How to Check Tire Size: Reading the Numbers on Your Sidewall
Your tire size is printed right on the tire itself — but the string of numbers and letters looks like a code until you know what each part means. Once you do, you can read it off any tire in about 30 seconds.
Where to Find Your Tire Size
There are three places to look:
- The tire sidewall — the outer edge of the tire, facing you when the vehicle is parked
- The driver's door jamb sticker — a white or yellow label inside the driver's door frame that lists the factory-recommended tire size
- The owner's manual — usually in the maintenance or specifications section
The sidewall is the most direct source. The door jamb sticker tells you what size your vehicle was originally designed to use, which may or may not match what's currently on the car if tires were ever swapped.
How to Read the Tire Size Code
A standard passenger tire size looks like this:
P215/65R16 98H
Each section tells you something specific.
| Segment | Example | What It Means |
|---|---|---|
| Type prefix | P | "P" = passenger car; "LT" = light truck; no letter = Euro metric |
| Section width | 215 | Tire width in millimeters, measured sidewall to sidewall |
| Aspect ratio | 65 | Sidewall height as a percentage of the width |
| Construction | R | "R" = radial (standard on nearly all modern tires) |
| Wheel diameter | 16 | Rim diameter in inches — the wheel size this tire fits |
| Load index | 98 | How much weight the tire can support |
| Speed rating | H | Maximum sustained speed the tire is rated for |
So P215/65R16 means: passenger tire, 215mm wide, sidewall height is 65% of 215mm, radial construction, fits a 16-inch rim.
The Two Numbers That Matter Most for Replacement
When buying replacement tires, the three numbers you'll hear most are width/aspect ratio/wheel diameter — in the example above, that's 215/65/16. These determine whether a tire physically fits your wheel and clears your wheel well without rubbing.
🔢 A wider tire (higher first number) gives more contact patch. A lower aspect ratio (second number) means a shorter sidewall. These changes affect handling, ride comfort, fuel economy, and speedometer accuracy — even if the tire technically fits the rim.
What the Load Index and Speed Rating Tell You
Load index is a number that corresponds to a maximum weight rating. A load index of 98 means each tire can support roughly 1,653 pounds. You don't need to memorize the chart, but you do need to make sure a replacement tire's load index meets or exceeds the original spec — especially on trucks and SUVs that carry cargo or tow.
Speed rating is a letter tied to a maximum speed. Common ratings include:
- S — up to 112 mph
- T — up to 118 mph
- H — up to 130 mph
- V — up to 149 mph
- W / Y — 168 mph and above
For most everyday drivers, speed rating affects tire construction stiffness and heat resistance more than it limits actual driving. Replacing a higher-rated tire with a lower-rated one can matter in ways beyond top speed.
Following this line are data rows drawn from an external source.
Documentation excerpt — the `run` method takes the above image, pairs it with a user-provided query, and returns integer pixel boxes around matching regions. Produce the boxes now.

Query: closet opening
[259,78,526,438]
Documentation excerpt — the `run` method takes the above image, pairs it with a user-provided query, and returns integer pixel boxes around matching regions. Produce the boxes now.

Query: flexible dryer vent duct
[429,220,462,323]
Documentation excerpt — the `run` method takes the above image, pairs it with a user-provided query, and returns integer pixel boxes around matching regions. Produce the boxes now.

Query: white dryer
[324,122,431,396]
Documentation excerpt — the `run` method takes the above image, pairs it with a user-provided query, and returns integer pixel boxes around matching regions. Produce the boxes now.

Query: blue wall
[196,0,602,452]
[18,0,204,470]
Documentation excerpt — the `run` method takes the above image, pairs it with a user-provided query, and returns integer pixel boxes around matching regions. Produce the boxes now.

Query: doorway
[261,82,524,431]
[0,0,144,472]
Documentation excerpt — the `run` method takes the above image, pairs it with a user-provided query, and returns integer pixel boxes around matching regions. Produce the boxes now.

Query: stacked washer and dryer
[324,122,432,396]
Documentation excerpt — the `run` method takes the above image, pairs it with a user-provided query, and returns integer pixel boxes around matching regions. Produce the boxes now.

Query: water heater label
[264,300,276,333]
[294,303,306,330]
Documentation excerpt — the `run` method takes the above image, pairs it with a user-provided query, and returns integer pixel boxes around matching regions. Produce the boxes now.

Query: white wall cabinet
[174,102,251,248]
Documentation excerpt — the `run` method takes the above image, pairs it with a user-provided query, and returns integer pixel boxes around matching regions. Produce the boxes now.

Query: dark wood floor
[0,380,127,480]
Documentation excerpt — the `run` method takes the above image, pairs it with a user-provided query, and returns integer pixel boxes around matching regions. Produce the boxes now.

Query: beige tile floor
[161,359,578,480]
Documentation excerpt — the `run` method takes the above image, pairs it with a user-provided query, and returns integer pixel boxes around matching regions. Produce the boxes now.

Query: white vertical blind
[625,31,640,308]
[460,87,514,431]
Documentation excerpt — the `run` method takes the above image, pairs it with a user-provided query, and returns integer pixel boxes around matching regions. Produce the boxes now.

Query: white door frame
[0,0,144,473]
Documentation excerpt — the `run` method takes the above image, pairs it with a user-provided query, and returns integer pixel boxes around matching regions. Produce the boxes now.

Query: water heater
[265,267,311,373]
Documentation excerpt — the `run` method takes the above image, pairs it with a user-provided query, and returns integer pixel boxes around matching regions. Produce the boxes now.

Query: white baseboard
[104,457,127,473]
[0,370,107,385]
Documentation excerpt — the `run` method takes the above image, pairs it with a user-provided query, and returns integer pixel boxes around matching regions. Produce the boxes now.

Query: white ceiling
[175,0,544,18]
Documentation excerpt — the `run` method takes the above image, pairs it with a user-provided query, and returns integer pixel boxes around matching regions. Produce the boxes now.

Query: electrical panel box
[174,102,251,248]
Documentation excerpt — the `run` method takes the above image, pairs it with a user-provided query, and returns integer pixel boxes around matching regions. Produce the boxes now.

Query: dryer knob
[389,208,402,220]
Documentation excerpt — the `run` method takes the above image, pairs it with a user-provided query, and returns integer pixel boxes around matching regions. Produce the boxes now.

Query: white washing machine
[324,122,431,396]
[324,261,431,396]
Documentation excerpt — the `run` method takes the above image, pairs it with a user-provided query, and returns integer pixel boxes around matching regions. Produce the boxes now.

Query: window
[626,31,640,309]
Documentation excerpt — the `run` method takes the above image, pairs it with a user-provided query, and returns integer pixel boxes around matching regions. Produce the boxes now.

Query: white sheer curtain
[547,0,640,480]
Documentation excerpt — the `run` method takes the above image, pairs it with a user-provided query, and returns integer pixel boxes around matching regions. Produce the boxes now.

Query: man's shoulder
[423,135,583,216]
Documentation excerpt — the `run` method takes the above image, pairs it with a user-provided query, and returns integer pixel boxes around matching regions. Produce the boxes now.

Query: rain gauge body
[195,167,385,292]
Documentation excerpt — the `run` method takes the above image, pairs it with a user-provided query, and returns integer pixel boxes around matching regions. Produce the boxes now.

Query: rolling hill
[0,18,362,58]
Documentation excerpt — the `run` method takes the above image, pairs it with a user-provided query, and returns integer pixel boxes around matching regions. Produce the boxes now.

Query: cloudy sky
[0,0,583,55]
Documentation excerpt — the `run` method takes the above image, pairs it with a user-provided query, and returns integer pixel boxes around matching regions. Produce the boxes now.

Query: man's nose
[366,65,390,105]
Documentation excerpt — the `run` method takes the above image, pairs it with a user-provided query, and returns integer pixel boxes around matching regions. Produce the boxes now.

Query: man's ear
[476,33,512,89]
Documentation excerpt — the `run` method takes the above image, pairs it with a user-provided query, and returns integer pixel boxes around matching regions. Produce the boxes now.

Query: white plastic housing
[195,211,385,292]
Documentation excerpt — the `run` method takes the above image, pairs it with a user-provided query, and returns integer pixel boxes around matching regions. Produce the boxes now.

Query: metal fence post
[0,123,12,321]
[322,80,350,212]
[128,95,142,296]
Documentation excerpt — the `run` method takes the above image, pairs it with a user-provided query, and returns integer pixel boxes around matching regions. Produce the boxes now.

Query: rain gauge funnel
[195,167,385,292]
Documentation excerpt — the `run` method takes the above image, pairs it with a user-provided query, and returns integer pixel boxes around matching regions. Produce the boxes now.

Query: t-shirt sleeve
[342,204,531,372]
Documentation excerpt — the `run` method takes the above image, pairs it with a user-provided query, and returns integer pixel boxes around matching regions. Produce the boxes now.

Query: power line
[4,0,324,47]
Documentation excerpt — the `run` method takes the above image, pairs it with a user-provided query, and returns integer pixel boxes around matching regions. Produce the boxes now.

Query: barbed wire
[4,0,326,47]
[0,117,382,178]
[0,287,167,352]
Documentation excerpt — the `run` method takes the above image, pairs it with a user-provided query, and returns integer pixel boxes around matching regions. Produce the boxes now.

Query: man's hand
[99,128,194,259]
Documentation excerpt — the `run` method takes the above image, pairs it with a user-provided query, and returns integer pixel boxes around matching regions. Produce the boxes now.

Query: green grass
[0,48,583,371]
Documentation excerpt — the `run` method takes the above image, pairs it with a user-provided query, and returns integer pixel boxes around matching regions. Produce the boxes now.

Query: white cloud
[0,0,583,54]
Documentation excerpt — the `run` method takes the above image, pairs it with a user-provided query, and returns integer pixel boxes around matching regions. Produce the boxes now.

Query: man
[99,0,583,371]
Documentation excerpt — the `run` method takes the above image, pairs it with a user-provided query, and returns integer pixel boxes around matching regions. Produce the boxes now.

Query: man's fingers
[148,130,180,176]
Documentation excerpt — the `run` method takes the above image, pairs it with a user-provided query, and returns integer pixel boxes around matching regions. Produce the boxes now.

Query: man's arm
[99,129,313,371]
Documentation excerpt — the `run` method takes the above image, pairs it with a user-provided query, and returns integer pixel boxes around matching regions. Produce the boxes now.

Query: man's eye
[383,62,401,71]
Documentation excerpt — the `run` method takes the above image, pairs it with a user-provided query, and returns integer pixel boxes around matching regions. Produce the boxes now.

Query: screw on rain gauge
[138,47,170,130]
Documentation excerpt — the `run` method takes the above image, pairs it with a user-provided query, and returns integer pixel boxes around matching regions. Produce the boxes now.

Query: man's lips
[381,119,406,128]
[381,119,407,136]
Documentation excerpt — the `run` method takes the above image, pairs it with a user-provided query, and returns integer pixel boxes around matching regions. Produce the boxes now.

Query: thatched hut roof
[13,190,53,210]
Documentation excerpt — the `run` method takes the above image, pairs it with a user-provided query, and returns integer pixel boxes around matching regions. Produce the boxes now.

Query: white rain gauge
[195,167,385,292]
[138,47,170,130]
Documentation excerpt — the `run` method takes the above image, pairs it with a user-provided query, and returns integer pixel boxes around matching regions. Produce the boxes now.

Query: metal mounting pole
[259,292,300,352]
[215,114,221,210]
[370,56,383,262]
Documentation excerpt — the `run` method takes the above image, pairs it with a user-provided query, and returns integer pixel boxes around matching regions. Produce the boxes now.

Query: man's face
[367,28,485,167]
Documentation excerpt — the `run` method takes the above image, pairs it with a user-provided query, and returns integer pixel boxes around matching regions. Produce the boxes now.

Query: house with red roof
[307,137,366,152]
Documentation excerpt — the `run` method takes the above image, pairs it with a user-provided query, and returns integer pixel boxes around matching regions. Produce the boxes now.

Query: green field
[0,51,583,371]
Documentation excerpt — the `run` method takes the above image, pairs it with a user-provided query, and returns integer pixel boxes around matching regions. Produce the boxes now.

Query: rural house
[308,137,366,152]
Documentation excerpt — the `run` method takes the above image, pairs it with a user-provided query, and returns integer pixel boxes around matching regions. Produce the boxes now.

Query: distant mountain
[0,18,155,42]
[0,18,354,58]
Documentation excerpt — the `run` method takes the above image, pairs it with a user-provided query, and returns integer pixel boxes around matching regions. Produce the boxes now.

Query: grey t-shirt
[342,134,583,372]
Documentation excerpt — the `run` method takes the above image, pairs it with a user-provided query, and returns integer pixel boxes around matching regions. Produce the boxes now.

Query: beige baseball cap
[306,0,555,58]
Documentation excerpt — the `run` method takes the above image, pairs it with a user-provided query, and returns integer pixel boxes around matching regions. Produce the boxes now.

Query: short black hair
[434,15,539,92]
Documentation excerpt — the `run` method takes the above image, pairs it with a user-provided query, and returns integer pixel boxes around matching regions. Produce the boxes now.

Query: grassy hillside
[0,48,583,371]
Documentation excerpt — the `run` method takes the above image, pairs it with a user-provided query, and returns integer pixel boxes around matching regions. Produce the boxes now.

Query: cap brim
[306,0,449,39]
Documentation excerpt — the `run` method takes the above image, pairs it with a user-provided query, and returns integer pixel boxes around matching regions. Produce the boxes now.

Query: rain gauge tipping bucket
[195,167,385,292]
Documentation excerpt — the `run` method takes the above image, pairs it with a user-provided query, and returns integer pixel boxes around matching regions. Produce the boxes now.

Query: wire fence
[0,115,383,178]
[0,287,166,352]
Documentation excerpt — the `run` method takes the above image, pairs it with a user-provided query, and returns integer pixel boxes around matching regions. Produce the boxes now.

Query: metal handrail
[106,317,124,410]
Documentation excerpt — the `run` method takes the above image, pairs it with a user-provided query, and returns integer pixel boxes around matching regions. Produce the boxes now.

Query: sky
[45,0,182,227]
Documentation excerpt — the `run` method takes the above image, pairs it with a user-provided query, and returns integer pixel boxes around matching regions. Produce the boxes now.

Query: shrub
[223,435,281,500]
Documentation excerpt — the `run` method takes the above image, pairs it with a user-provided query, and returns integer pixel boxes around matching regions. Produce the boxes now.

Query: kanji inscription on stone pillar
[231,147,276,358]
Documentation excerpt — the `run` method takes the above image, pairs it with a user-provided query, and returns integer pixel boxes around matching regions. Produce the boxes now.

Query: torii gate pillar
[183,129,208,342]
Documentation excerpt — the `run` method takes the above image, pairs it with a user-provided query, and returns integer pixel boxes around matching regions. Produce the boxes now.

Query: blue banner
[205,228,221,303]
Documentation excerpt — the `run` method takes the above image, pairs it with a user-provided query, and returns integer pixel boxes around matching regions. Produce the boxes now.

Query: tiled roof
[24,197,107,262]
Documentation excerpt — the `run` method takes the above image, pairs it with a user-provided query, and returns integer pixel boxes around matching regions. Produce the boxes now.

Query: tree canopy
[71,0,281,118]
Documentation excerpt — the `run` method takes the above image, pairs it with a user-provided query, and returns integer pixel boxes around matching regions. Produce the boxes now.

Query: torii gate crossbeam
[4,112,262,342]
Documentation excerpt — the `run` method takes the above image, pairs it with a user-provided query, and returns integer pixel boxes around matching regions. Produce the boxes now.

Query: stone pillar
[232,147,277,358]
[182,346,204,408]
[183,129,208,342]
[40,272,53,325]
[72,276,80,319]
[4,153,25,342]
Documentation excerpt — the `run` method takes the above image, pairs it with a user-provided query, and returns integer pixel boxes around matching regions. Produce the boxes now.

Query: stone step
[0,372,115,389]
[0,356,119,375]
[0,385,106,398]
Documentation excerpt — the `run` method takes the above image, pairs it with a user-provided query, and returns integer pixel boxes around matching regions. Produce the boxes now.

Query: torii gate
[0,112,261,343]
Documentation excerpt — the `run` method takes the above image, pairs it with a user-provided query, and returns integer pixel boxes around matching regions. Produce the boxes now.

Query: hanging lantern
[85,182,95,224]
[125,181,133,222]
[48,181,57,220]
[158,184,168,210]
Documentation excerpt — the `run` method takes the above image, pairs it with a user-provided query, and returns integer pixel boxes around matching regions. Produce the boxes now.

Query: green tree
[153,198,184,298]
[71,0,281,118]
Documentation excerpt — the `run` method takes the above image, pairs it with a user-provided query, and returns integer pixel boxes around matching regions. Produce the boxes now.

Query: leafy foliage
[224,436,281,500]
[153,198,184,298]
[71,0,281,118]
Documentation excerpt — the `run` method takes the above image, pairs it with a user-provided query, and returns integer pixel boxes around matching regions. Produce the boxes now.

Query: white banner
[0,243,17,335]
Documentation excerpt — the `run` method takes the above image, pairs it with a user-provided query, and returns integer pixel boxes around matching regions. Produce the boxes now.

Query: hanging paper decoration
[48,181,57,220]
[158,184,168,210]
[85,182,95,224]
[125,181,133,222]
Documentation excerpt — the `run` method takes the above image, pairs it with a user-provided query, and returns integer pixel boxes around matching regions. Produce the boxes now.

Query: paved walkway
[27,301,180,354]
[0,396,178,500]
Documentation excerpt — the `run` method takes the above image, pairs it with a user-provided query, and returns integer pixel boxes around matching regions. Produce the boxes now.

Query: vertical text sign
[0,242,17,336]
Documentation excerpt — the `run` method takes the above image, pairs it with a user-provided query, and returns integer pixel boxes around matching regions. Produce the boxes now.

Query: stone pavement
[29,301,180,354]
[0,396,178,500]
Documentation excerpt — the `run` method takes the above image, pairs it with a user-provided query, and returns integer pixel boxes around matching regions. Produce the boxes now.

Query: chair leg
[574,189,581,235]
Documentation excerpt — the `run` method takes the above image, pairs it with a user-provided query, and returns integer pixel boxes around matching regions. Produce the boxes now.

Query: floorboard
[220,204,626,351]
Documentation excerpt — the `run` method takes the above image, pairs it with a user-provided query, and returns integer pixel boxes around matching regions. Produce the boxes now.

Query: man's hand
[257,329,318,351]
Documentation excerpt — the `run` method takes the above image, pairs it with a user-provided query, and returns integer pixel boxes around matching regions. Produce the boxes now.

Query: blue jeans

When the Sidewall Shows Something Different
Not every tire follows the standard passenger format. You might see:
- LT265/70R17 121/118S — a light truck tire with a dual load rating (single and dual rear wheel configurations)
- 275/40ZR20 — a performance tire with the speed rating embedded in the size
- T125/70D16 — a compact spare ("T" for temporary, "D" for diagonal/bias-ply construction)
- ST205/75R15 — a special trailer tire, not meant for passenger use
The prefix letters and additional markings shift based on tire category and intended use. Reading the full string — not just the three core numbers — helps you understand what you're actually looking at.
Cross-Checking the Sidewall Against the Door Sticker
🚗 Your door jamb sticker lists the tire size the vehicle manufacturer specified for that exact trim and configuration. If the tire on your car matches the sticker, you know it's the factory size. If the numbers differ, someone installed a non-stock size at some point — which isn't always wrong, but it's worth knowing.
The sticker also lists the correct inflation pressure. That's separate from anything printed on the tire itself. The max pressure molded into the tire sidewall is not your target inflation — it's the tire's structural ceiling.
Why the Same Vehicle Can Have Different Sizes
Even identical model years from the same automaker can come with different tire sizes depending on:
- Trim level — higher trims often have larger wheels and lower-profile tires
- Optional wheel packages — dealer or factory upgrades that swap rim diameter
- Regional specifications — some markets use different configurations
- Previous owner changes — aftermarket wheels, lifted suspensions, or plus-sizing
This is why checking the actual tire and the actual door sticker on your specific vehicle matters more than looking up a size online for your make and model. Two cars can share a year, make, and model but wear meaningfully different tires.
The numbers are all there on the sidewall — once you know the format, your tire tells you exactly what it is. Whether those specs match your vehicle's requirements, your driving conditions, and your load needs is a different question — one that depends on the specifics of your own situation.